Today’s current topics – the climate crisis, the global pandemic, the loss of biodiversity, etc. – do little to inspire optimism. But we have never needed hope so much. How can we open up to a future that may seem nightmarish? How can we escape helplessness? Jane Goodall offers four reasons for hope. A must-read.
Exponential

The latest technological revolution – the one we’re experiencing – is multidimensional, and exponentially rewrites the rules of society, economy and politics. Without falling into dystopian thinking, Azhar highlights several major trends that require attention, intervention and regulation, trends that will happen faster than you might imagine.
Human Frontiers

Big ideas, those that could really change our lives, are increasingly rare, slower to emerge and less revolutionary. Why has the flow of great ideas that change the world slowed down? How can we fight against the short-termism, risk aversion and hesitant decision-making that shape a cautious and unimaginative world?
Net Positive

Warning: With the pandemic, natural disasters and attacks on democracy, social expectations towards businesses have changed more in two years than in the last 20. And traditional CSR is no longer enough to answer them. The authors (finalists for the Top 50 Thinkers of 2022) put forward a strong case for stakeholder capitalism.
Noise

Kahneman, awarded a Nobel prize for his famous Thinking, Fast and Slow, and Olivier Sibony, who caused a rumpus over decision-making and wrote You’re About to Make a Terrible Mistake: the perfect combination for exploring why you make bad calls. This book is bursting with original ideas, stringent tests, and concrete examples.

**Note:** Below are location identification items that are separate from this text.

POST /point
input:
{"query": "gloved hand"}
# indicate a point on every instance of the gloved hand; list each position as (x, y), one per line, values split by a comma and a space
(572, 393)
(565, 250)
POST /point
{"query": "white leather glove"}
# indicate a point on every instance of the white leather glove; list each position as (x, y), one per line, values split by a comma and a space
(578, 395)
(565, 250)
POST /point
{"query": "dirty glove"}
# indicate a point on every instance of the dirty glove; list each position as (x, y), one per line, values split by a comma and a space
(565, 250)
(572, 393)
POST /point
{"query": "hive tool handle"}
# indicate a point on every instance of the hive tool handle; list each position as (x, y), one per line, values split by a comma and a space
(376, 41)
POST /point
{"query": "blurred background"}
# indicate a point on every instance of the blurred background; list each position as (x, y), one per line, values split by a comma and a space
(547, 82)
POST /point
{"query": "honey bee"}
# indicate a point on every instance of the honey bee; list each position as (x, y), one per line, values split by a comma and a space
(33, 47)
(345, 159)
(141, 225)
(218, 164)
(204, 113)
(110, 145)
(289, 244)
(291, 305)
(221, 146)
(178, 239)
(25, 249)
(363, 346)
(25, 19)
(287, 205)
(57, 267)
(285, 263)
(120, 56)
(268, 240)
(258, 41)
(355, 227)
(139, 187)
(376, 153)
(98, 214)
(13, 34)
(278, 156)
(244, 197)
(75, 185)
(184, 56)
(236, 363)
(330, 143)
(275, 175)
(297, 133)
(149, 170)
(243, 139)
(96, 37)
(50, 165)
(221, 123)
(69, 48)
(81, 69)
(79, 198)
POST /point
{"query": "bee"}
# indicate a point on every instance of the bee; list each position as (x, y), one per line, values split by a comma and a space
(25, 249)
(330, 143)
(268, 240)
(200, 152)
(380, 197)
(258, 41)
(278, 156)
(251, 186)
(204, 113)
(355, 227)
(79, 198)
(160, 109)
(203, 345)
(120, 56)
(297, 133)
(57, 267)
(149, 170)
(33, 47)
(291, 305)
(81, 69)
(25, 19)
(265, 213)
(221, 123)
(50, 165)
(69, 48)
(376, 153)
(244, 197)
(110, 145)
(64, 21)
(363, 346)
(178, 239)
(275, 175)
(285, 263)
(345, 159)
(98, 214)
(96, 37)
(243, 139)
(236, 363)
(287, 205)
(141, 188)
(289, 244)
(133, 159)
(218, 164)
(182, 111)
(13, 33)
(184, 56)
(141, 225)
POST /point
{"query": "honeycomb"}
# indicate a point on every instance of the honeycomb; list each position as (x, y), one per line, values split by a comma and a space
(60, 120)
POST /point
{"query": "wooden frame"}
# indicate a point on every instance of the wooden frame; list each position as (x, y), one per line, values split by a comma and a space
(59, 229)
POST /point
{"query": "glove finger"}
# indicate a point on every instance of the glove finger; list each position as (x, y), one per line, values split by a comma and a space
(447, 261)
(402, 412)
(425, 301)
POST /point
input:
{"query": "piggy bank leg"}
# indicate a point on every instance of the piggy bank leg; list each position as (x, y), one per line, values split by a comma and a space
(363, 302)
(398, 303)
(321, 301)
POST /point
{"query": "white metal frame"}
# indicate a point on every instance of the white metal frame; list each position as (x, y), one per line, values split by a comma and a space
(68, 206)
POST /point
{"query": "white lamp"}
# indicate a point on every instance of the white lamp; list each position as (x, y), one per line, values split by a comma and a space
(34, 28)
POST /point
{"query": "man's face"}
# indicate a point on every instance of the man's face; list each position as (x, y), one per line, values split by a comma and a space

An opus on decision-making (and how it can be skewed).
Think Again

Faced with the unknown or, at least, the uncertain which has become a part of daily life, Adam Grant pushes a culture of curiosity, learning, and exploring. We don’t have to believe everything we think or internalize everything we feel. Instead we should try to drop opinions that aren’t working for us any more and prize mental flexibility over foolish constancy.
Dedicated

Let’s be clear about this: the times we’re living in are characterized in no small way by restlessness and indecision. We want to keep all our options open when it’s impossible to think about the future, staying in endless browsing mode. How can we find a way out of this quagmire? Because we all aspire to get involved in places, causes and jobs and leave behind this false freedom which is so frustrating. A must read!
Conflicted

You can’t have failed to notice the relentless rise of increasingly vehement disagreements in recent months, destined to tear us apart with no other way out. While the natural tendency in the face of conflict is fight or flight, there is a third way: enlightened dialogue – which could actually bring us closer together in this progressively polarized world rather than divide us. An edifying read!